Id. (quoting United States v. Turk, 526 F.2d at 667). In the section 2515 context, however, disclosure of an illegally-intercepted communication at a perjury trial will result in a significant additional invasion of privacy beyond that occasioned by the illegal interception itself, see Gelbard, 408 U.S. at 51-52, 92 S.Ct. at 2362-63; Globe Newspaper, 729 F.2d at 54, thus thwarting an important goal of section 2515. Although our own view may be that in this context punishing perjury is a more important policy goal than protecting privacy, we are not free to disregard the balance struck by Congress.
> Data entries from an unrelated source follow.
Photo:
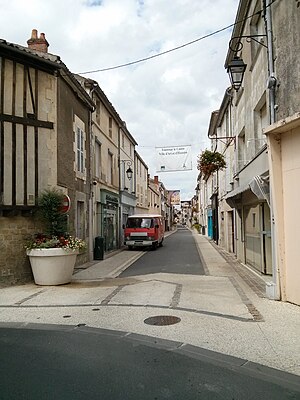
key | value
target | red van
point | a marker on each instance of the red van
(144, 230)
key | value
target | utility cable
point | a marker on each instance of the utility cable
(175, 48)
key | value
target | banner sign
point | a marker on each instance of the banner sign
(174, 197)
(173, 158)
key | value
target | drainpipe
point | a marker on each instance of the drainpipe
(273, 288)
(91, 190)
(272, 79)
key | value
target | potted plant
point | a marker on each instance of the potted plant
(53, 253)
(210, 161)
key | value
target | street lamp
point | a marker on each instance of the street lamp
(128, 171)
(236, 70)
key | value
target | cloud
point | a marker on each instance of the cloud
(167, 100)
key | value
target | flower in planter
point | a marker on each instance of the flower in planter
(55, 225)
(67, 242)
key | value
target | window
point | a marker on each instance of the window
(110, 127)
(241, 150)
(110, 168)
(80, 150)
(98, 159)
(261, 120)
(256, 28)
(98, 111)
(80, 220)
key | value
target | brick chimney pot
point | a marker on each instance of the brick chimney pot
(38, 44)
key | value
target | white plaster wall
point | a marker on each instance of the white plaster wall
(290, 147)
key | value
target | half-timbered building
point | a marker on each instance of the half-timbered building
(45, 119)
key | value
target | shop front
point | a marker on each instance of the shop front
(109, 223)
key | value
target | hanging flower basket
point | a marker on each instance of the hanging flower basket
(209, 162)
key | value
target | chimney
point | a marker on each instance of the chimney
(38, 44)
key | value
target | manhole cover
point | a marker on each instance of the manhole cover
(161, 320)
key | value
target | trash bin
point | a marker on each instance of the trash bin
(99, 248)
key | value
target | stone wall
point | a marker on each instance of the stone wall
(14, 264)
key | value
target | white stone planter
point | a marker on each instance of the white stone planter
(52, 266)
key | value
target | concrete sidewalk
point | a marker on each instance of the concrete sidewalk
(224, 311)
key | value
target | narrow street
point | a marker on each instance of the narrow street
(178, 255)
(179, 321)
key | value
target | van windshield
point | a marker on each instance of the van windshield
(139, 223)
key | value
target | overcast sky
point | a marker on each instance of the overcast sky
(165, 101)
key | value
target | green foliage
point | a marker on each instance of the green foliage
(197, 227)
(210, 161)
(50, 202)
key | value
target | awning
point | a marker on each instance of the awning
(259, 186)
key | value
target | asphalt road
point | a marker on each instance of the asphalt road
(179, 255)
(87, 363)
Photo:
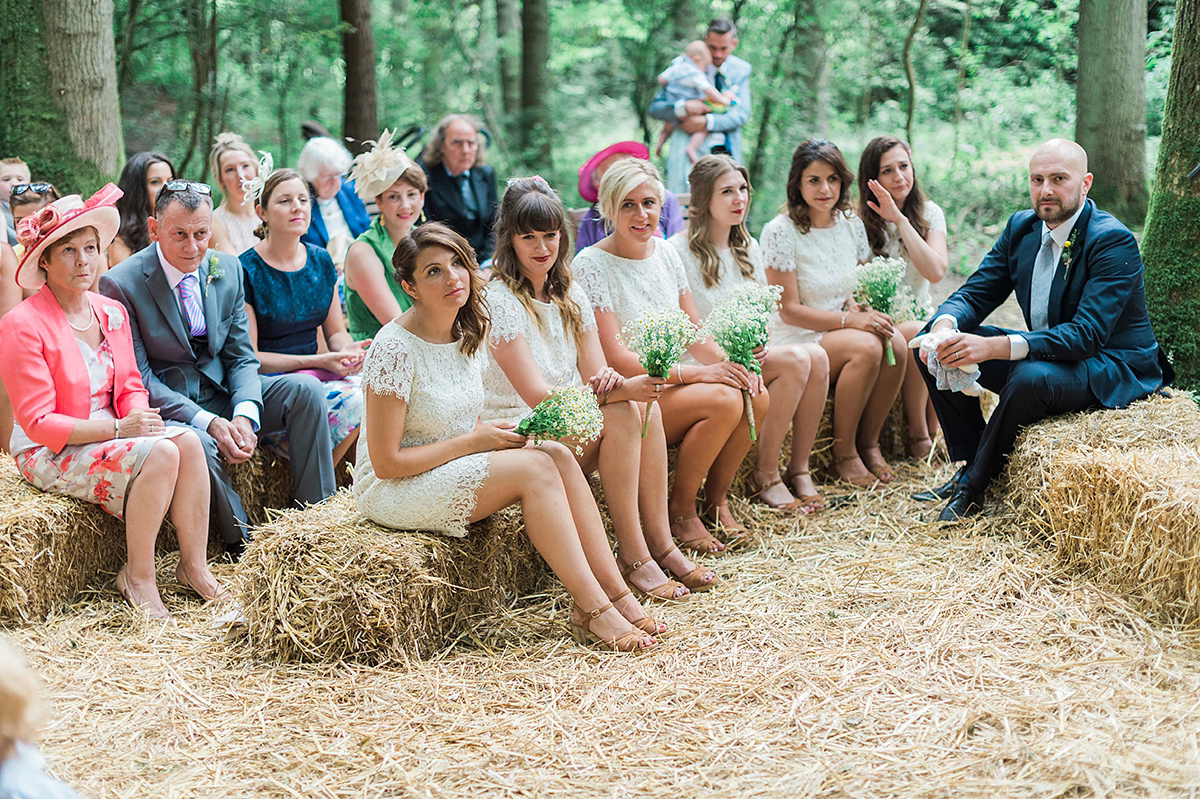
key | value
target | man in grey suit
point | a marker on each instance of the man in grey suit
(727, 72)
(187, 314)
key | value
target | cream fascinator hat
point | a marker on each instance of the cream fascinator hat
(378, 168)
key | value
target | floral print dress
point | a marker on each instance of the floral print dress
(100, 473)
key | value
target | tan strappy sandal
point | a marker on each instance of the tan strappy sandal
(582, 632)
(694, 580)
(667, 592)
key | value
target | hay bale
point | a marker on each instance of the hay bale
(53, 547)
(1129, 520)
(327, 584)
(1167, 419)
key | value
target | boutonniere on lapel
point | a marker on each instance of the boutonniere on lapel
(1068, 251)
(215, 271)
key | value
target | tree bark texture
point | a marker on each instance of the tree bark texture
(508, 30)
(81, 58)
(359, 114)
(535, 134)
(1171, 245)
(1110, 103)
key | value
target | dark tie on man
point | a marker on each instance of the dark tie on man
(1039, 284)
(468, 193)
(719, 84)
(193, 312)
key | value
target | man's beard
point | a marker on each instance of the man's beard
(1066, 211)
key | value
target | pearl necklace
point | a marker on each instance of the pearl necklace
(91, 320)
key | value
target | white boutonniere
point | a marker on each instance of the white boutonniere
(1068, 251)
(215, 271)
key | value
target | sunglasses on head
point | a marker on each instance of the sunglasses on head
(185, 186)
(40, 188)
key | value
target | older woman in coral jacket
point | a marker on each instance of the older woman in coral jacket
(84, 426)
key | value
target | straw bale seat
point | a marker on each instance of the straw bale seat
(1116, 493)
(325, 584)
(52, 547)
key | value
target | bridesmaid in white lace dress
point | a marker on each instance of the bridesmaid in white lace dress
(901, 222)
(430, 464)
(719, 253)
(630, 271)
(811, 250)
(541, 336)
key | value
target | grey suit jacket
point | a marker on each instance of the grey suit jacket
(179, 380)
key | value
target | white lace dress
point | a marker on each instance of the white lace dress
(444, 391)
(823, 260)
(553, 348)
(627, 287)
(895, 248)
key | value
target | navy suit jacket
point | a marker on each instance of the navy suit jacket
(353, 209)
(1097, 311)
(181, 382)
(444, 203)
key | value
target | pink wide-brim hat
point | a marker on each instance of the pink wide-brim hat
(60, 218)
(588, 190)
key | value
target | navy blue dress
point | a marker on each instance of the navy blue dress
(289, 305)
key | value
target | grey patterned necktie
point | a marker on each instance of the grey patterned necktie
(1039, 287)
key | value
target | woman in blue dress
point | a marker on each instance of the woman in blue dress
(293, 310)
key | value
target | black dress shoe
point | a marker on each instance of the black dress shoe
(964, 504)
(943, 491)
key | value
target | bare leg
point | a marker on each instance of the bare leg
(190, 514)
(855, 359)
(533, 476)
(701, 416)
(145, 505)
(618, 456)
(883, 397)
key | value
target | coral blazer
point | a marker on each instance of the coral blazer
(45, 372)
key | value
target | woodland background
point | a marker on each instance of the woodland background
(973, 84)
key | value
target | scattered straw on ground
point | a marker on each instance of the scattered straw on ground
(865, 653)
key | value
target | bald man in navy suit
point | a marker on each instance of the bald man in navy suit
(1078, 277)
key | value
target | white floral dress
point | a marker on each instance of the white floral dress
(100, 473)
(553, 348)
(628, 287)
(444, 391)
(823, 260)
(895, 248)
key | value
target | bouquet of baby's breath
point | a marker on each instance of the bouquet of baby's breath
(881, 286)
(568, 412)
(659, 338)
(741, 324)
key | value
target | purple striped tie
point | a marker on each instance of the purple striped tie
(190, 295)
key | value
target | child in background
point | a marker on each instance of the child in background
(22, 767)
(12, 172)
(687, 79)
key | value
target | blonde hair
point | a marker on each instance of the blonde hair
(621, 179)
(21, 713)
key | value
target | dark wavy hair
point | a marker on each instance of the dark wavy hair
(810, 151)
(135, 205)
(702, 179)
(531, 205)
(474, 318)
(913, 204)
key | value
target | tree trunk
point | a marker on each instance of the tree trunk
(360, 121)
(535, 137)
(907, 66)
(1171, 246)
(1110, 102)
(58, 90)
(508, 29)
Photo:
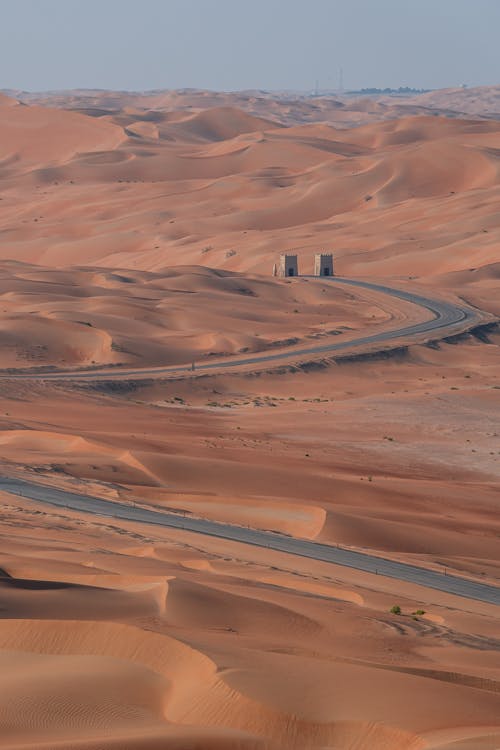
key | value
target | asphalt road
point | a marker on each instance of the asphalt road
(359, 560)
(445, 319)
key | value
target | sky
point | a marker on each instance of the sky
(232, 45)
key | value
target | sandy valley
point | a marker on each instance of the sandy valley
(140, 231)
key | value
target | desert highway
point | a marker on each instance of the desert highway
(445, 319)
(339, 556)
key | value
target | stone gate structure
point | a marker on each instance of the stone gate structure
(323, 264)
(288, 265)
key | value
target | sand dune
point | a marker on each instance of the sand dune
(220, 186)
(140, 229)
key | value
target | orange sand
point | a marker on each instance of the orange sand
(141, 231)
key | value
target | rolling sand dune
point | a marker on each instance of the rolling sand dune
(140, 230)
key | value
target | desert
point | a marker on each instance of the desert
(149, 358)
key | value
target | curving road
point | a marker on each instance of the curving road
(446, 319)
(359, 560)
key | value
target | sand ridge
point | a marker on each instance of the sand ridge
(141, 229)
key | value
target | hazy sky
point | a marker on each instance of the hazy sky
(240, 44)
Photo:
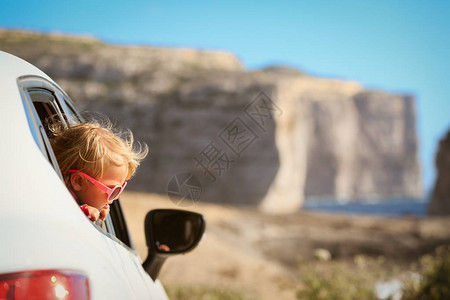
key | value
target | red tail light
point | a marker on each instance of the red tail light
(44, 284)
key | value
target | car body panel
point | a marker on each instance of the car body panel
(42, 225)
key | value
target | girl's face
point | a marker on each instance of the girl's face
(91, 195)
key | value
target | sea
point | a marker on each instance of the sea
(385, 207)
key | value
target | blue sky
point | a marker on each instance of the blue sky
(399, 46)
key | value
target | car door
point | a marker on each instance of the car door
(45, 101)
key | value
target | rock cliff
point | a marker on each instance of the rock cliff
(268, 137)
(440, 201)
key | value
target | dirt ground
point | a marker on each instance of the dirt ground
(259, 254)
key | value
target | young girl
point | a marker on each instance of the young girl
(96, 163)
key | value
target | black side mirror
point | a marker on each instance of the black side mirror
(169, 232)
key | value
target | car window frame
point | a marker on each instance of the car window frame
(66, 111)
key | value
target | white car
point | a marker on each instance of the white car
(48, 248)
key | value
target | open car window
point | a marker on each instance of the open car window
(44, 102)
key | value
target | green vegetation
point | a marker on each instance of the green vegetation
(204, 293)
(429, 279)
(340, 280)
(434, 280)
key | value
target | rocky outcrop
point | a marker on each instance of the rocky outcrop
(265, 138)
(440, 201)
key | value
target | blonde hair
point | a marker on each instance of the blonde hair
(92, 147)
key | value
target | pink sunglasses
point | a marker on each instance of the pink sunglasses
(113, 193)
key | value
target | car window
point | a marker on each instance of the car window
(44, 103)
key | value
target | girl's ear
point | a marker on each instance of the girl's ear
(76, 181)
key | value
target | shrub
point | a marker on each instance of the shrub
(434, 280)
(196, 292)
(341, 280)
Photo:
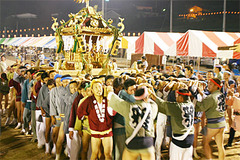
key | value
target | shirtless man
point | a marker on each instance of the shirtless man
(100, 120)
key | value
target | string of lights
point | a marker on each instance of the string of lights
(44, 35)
(207, 14)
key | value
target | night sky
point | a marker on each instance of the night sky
(155, 18)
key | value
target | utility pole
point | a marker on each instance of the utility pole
(224, 15)
(171, 15)
(103, 8)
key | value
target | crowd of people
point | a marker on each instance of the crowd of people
(122, 117)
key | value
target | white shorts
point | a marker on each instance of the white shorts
(178, 153)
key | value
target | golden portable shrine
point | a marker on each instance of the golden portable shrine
(87, 27)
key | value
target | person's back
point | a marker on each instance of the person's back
(139, 117)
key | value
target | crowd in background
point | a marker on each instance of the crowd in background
(122, 117)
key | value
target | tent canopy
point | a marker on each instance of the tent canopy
(203, 44)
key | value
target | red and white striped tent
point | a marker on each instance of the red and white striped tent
(203, 44)
(155, 42)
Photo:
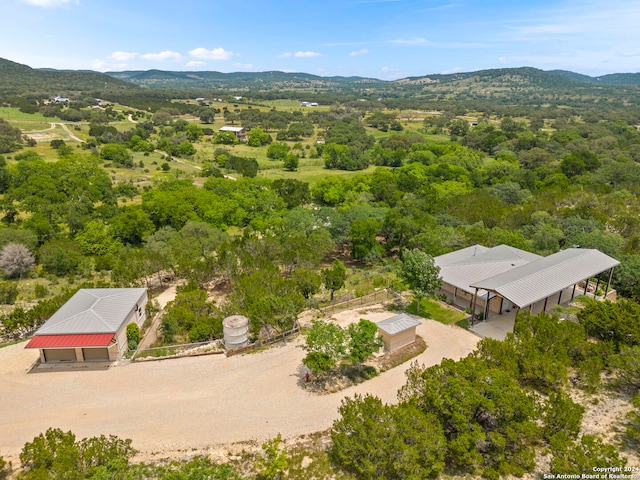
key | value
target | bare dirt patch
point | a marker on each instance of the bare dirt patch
(194, 404)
Finally, we are not persuaded that the exception to the section 2515 exclusionary rule allowing illegally-intercepted communications to be used for impeachment, see United States v. Winter, 663 F.2d 1120, 1154 (1st Cir. 1981), cert. denied, 460 U.S. 1011, 103 S.Ct. 1250, 75 L.Ed.2d 479 (1983); United States v. Caron, 474 F.2d 506 (5th Cir. 1973), supports an interpretation of that section as not prohibiting the use of unlawfully-intercepted communications in perjury prosecutions. Congress' citation to Walder, the case which first established this limited exception to the fourth amendment exclusionary rule, furnishes compelling evidence that Congress intended an impeachment exception to section 2515. The government has been unable to point to anything in the legislative history to suggest that Congress intended the section 2515 exclusionary rule to be subject to an exception for perjury prosecutions.
We therefore decline to read into section 2515 an exception permitting the use of illegally-intercepted communications in perjury prosecutions.
IV.
The order of the district court is affirmed.